The resurrection, the victory of life over death, is the victory of love over death

The Empty Tomb, Mary Magdalene, New Testament, by Julius Schnorr von Carolsfeld, 1860.
Falkenstein Foto/Alamy

The first to find the empty tomb and, in Matthew’s gospel, the first to see the risen Christ, were two women, Mary of Magdala and the other Mary. The men, meanwhile, were cowering in fear.

This in itself is remarkable.

The testimony of women in that rigidly patriarchal culture was considered, in law at least, insignificant, if not untrustworthy. So, if the resurrection of Jesus had been a fabrication, as the authorities alleged and some who had formerly followed him had believed, it would have been an especially ineffectual and hopeless deceit.

But it’s remarkable and profoundly instructive for an entirely different reason.

St Thomas Aquinas was convinced that it was women who first saw and heard and touched the risen Jesus, because they have a greater capacity for love. It was demonstrated, he says, in the fact that it was they who remained at the scene of the Crucifixion, while the men fled in fear; and it was they, rather than the men, who returned to the tomb at first light on Easter morning.

St Thomas infers from this that women will be quicker than men to share in the beatific vision: or, more colloquially, women will the more easily get into heaven. (Isn’t it remarkable that this is said by one who’s so often and so anachronistically accused of misogyny?)

The point being made is that the victory of the resurrection, the victory of life over death is, even more pointedly, the victory of love over death; and it is, as such, a victory that transforms not only the future and all that lies ahead, but the present, where we find ourselves now.

The resurrection of the One who let go of his life for love of us, is the thundering affirmation that love, compassion and forgiveness from the heart, here and now, have been vindicated in Christ’s humanity.

The mystery of the Resurrection, therefore, runs clean counter to the pettiness and jealousy and the anger and strife that so distort our vision and sully our lives.

Nothing in this life matters more than generous, patient, mutual, self-giving love. Or, as Baron von Hügel wrote in a letter to his niece: “Caring is what matters most in this life.” And only these will last beyond this life and into eternity.

Easter is the final proof that love alone confers ultimate meaning on 2 both our living and our dying. That’s why the mystery of Christ’s resurrection from death to glory underpins everything else we believe. Why else would St Paul say with mind-numbing finality: “If Christ is not risen, our faith is in vain.”

To many, of course, Christ cannot have risen, and we who believe he has, are deluded, possessed by fantasy, not mystery. But it’s not without significance that many of those who think like this, find nothing at all mysterious, not only in the resurrection, but in the fact of our existence, as such.

They may find it fascinating, wondrous even, but ultimately, existence is an empirical datum to be registered rather than an unfathomable mystery to be contemplated.
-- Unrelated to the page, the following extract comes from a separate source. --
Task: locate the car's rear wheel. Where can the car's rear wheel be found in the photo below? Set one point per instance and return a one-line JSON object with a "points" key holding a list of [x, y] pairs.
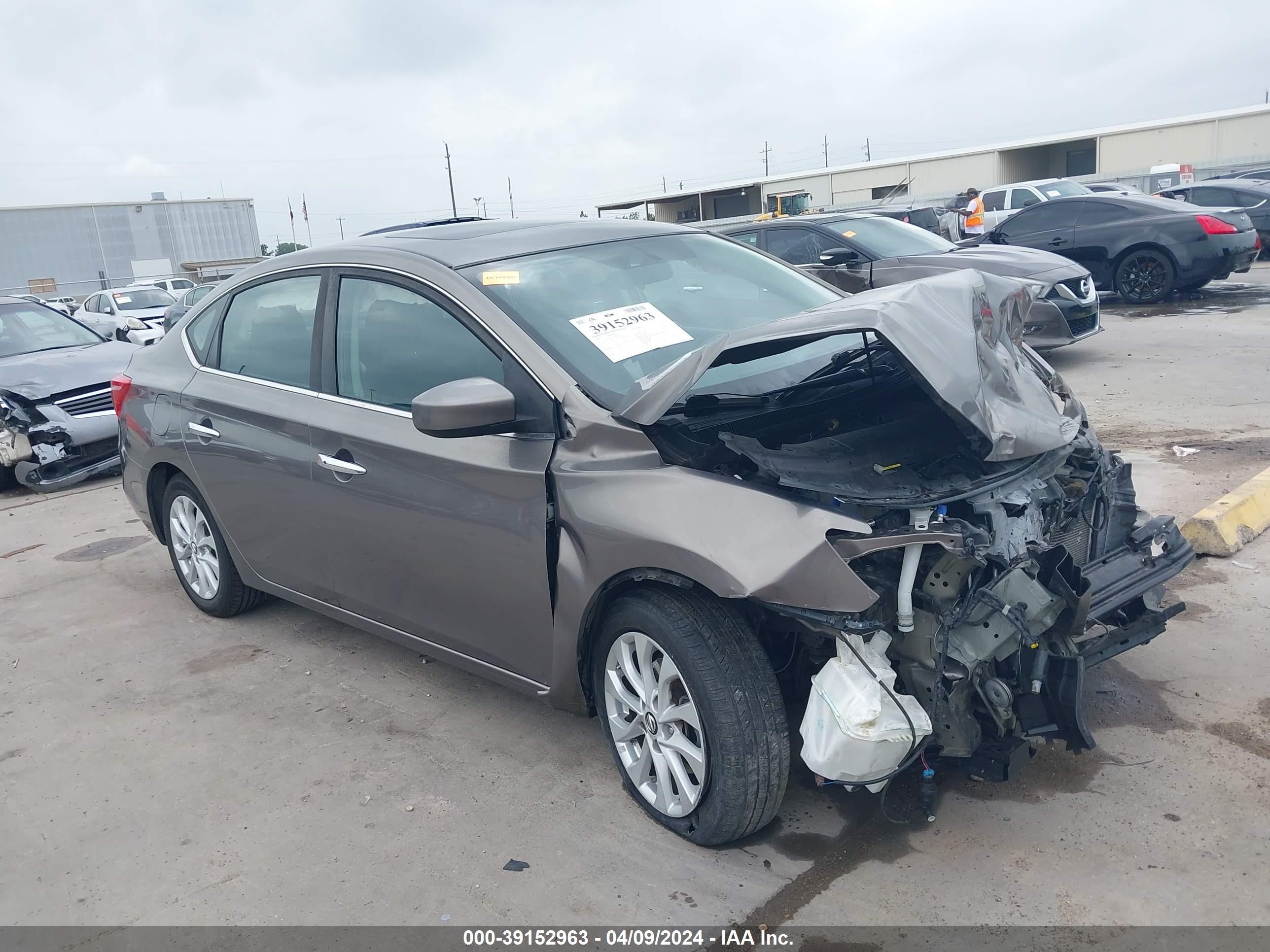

But to find in existence nothing but a flat fact to be taken for granted, surely involves not only a monumental failure of imagination but credulity of gigantic proportions, the blindest of blind faiths and the saddest of sad delusions.
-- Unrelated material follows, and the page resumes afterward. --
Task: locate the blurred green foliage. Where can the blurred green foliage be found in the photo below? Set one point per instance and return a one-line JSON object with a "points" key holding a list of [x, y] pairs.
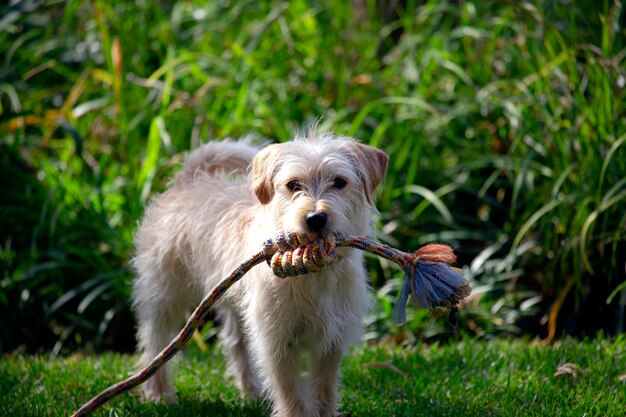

If you find in existence itself, whether of the cosmos, yourself or those you love, a mystery, a miracle, indeed, as any intelligent, enquiring mind must, then the Resurrection is no less a miracle because it is, like existence itself, entirely God’s doing. It’s true, of course, that our Easter faith rests on more than a conviction of unaided reason.

That’s why the great Franciscan theologian, St Bonaventure (1221-74), speaking of the empty tomb, says that “where the intellect cannot go, the heart enters in”.

No surprise, then, that in John’s gospel, it’s the beloved disciple who first “saw and believed”.

And it’s Mary Magdalene, who loved much, who, in her grief and desolation, borne of love, encounters Him in the garden. And yet it’s he who encounters us: faith borne of love makes possible our encounter with the Risen Christ; but it is his encounter with us which stirs the love that gives rise to faith.

What each of these exquisitely turned accounts of meetings with Jesus after his resurrection teaches us, is that Jesus not only lives, but lives among us and shares his life with us.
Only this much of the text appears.